I watched the second half of the knicks-celtics game. For the most part, it was the Knicks starters and regular rotation guys vs. the Celts bench. Is it Randy Foye (or Rajon Rondo?) that the Celts got in the draft? He looked really good. Got anywhere he wanted on the court. Gerald Green is better and ought to see some decent court time this season - but I digress...

The Knicks were playing hard. Zeke wanted this game. The problem as I see it was that Paul Pierce was in street clothes. Allen and Ratliff didn't play either. The Celts were down three starters and still gave the Knick regulars all they could handle. I can't blame Zeke for doing what he's doing in trying to win every game and instill confidence in his team. I just think they're going to be in for a rude awakening when the lights go on for real and now they have to face Kidd and Carter, Webber and Dalembert and Pierce, Allen and Ratliff. In each of their three games, they've played teams who were more interested in evaluating players than winning games.

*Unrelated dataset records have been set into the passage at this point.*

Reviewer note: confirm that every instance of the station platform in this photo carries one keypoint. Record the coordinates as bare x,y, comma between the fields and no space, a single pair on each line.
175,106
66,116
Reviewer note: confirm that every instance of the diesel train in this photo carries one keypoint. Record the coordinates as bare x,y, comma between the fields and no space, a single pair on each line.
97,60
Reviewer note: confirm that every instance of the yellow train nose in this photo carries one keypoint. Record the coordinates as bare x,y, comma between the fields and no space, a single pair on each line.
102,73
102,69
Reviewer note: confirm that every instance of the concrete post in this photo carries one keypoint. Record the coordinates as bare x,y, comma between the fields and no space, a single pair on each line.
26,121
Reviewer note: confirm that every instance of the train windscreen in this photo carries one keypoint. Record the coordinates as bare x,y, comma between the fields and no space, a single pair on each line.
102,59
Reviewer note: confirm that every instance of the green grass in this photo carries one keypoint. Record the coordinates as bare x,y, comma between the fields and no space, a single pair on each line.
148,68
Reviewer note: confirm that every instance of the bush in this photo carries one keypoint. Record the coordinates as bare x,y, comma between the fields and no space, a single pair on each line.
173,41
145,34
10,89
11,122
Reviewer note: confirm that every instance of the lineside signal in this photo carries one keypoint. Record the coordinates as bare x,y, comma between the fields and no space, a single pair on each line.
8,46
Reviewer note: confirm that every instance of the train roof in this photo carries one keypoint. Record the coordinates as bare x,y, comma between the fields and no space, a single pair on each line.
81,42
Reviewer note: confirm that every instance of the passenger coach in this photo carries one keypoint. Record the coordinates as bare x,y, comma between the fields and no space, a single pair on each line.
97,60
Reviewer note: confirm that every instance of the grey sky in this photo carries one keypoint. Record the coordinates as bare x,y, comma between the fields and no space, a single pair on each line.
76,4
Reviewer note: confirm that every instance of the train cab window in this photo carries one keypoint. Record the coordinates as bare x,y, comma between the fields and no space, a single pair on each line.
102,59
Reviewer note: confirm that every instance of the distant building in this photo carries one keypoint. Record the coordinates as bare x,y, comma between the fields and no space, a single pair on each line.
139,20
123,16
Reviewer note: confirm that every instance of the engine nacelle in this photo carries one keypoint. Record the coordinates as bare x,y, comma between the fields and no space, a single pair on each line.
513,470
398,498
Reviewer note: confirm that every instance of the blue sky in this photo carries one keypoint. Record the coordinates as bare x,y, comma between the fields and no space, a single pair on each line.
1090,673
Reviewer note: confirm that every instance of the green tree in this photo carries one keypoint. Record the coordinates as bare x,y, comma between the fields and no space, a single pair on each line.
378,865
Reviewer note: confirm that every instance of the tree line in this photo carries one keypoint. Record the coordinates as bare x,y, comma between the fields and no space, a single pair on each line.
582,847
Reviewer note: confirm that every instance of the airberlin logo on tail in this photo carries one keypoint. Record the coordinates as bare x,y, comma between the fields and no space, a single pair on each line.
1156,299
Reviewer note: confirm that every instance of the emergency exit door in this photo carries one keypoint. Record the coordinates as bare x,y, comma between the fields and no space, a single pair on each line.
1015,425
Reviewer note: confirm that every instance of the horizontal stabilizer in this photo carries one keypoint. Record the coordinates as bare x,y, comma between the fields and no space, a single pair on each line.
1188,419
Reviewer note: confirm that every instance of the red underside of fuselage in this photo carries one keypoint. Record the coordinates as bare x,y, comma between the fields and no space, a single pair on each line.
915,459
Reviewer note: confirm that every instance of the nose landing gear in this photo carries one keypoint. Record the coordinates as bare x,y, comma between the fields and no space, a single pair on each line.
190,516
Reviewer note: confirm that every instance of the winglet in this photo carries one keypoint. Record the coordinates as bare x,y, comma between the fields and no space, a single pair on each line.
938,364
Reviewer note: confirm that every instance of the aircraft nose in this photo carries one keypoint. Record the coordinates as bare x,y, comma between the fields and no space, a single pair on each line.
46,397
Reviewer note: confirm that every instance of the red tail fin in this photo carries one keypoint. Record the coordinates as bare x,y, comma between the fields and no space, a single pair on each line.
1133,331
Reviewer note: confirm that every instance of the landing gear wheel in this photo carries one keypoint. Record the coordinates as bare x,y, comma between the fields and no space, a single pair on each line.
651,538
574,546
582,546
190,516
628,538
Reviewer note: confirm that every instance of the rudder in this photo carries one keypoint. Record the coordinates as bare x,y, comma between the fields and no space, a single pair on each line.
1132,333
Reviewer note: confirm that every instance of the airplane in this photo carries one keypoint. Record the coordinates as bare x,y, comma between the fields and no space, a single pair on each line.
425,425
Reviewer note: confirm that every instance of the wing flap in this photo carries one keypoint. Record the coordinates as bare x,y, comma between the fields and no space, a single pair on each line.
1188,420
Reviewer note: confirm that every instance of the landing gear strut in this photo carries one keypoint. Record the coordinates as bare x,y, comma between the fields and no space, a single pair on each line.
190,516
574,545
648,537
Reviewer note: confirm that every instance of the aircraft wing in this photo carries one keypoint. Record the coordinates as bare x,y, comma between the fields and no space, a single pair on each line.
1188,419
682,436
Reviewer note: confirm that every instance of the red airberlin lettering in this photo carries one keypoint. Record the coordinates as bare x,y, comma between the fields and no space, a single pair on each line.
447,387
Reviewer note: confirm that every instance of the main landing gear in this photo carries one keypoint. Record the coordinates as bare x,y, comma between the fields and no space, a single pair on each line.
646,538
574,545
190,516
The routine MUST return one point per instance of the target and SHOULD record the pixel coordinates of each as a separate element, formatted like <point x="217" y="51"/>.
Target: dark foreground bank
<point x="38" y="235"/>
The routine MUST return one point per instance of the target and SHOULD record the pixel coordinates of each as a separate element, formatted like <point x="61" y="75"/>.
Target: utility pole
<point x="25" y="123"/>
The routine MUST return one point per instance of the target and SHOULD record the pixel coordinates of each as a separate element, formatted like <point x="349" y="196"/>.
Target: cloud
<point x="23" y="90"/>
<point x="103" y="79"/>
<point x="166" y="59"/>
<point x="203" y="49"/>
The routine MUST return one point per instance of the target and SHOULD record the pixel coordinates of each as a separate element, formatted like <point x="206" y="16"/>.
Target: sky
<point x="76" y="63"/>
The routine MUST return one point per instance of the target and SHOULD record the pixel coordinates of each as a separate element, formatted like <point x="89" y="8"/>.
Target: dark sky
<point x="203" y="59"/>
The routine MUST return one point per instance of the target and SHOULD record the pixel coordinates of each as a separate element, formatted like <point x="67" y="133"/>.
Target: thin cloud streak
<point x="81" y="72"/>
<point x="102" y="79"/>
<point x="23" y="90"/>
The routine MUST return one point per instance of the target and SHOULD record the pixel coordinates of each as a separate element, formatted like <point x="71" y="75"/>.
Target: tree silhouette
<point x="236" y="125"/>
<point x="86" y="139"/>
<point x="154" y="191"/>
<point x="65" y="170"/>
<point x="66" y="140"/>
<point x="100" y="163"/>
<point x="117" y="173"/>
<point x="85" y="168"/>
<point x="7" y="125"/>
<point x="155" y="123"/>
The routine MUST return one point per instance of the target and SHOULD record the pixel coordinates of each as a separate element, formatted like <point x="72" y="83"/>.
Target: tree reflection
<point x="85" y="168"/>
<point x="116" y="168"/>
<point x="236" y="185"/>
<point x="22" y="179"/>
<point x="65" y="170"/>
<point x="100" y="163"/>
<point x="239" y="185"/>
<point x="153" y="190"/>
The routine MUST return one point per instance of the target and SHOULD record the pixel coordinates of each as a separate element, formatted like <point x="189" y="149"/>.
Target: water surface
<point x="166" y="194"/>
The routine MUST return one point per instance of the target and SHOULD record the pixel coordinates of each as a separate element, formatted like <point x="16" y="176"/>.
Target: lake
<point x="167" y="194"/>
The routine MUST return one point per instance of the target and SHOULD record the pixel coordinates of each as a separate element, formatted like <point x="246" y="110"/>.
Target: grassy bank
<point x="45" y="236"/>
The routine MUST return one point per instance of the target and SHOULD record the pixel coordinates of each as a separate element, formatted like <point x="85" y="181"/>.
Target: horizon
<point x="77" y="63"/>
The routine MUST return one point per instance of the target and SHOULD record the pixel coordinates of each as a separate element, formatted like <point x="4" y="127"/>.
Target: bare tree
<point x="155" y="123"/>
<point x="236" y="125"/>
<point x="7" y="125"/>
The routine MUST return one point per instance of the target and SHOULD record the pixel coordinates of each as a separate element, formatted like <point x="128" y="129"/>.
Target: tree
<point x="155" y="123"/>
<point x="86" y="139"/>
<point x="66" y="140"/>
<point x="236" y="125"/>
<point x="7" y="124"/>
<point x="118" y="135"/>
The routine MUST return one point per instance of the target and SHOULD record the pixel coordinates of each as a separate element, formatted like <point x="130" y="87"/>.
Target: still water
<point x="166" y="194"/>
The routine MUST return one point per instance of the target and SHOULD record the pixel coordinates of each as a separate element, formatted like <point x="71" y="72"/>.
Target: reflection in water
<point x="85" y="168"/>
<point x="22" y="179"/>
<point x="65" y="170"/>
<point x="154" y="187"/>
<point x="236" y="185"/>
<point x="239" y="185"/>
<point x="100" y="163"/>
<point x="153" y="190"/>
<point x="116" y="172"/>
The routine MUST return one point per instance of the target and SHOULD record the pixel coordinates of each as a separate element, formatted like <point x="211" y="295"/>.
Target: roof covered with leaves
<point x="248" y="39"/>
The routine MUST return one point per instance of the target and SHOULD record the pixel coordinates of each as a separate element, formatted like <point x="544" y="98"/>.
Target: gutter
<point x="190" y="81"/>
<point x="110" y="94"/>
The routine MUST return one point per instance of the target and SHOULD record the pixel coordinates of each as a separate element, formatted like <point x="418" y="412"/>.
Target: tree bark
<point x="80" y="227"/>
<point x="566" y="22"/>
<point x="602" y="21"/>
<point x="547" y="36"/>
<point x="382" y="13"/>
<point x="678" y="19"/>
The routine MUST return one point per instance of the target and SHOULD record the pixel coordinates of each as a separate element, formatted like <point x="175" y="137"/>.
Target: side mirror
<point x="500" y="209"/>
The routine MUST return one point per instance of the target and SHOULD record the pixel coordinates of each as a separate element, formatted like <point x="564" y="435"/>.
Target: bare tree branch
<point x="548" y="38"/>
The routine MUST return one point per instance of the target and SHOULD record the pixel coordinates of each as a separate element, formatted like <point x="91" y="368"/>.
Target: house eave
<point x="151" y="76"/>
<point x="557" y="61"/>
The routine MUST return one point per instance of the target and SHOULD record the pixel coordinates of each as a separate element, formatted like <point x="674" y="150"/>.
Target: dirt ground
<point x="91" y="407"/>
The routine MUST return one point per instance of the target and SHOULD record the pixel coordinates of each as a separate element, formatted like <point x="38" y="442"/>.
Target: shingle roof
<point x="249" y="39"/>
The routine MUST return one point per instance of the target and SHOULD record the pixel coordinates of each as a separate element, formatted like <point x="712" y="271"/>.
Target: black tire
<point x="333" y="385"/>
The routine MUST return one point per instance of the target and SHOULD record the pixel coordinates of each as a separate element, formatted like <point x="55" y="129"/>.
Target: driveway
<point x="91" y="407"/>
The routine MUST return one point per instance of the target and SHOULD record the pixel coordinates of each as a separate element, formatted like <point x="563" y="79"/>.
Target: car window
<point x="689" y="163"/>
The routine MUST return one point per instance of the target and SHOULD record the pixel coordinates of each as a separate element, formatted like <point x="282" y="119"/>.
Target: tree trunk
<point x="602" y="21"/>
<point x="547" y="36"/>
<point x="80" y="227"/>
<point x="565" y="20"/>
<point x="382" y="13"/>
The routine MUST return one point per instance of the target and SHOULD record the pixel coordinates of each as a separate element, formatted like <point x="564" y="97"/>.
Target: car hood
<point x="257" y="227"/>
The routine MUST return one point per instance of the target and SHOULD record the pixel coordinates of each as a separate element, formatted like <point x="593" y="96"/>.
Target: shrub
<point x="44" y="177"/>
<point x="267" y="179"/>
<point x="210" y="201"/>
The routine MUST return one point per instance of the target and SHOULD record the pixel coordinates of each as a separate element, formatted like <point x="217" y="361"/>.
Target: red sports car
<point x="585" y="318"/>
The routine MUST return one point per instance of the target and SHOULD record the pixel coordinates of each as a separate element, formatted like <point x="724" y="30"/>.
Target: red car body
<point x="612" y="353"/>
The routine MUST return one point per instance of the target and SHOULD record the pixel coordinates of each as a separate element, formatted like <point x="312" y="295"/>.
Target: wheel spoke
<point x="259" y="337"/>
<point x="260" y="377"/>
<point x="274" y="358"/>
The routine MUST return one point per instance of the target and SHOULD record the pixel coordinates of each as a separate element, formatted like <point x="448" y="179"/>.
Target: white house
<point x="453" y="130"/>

As for Balkman. He's OK. High energy guy. A young Dennis Rodman he ain't though. He'll get figured out pretty quick and have a decent career as a journeyman-type player. Nothing to get overly excited about.


----------



## rwj333 (Aug 10, 2002)

Isiah takes ESPN analyst to task
Knicks GM/coach rips Anthony for draft criticism

http://sportsillustrated.cnn.com/2006/writers/marty_burns/10/18/isiah.reax/index.html

Don't skip this one-- it's pretty surreal.


----------



## Electric Slim (Jul 31, 2002)

rwj333 said:


> Isiah takes ESPN analyst to task
> Knicks GM/coach rips Anthony for draft criticism
> 
> http://sportsillustrated.cnn.com/2006/writers/marty_burns/10/18/isiah.reax/index.html
> ...


Jeez Luiz!


----------



## RoRo (Aug 21, 2002)

1. i think a former player in particular has the right to be critical of the GM that turned his former team into a joke.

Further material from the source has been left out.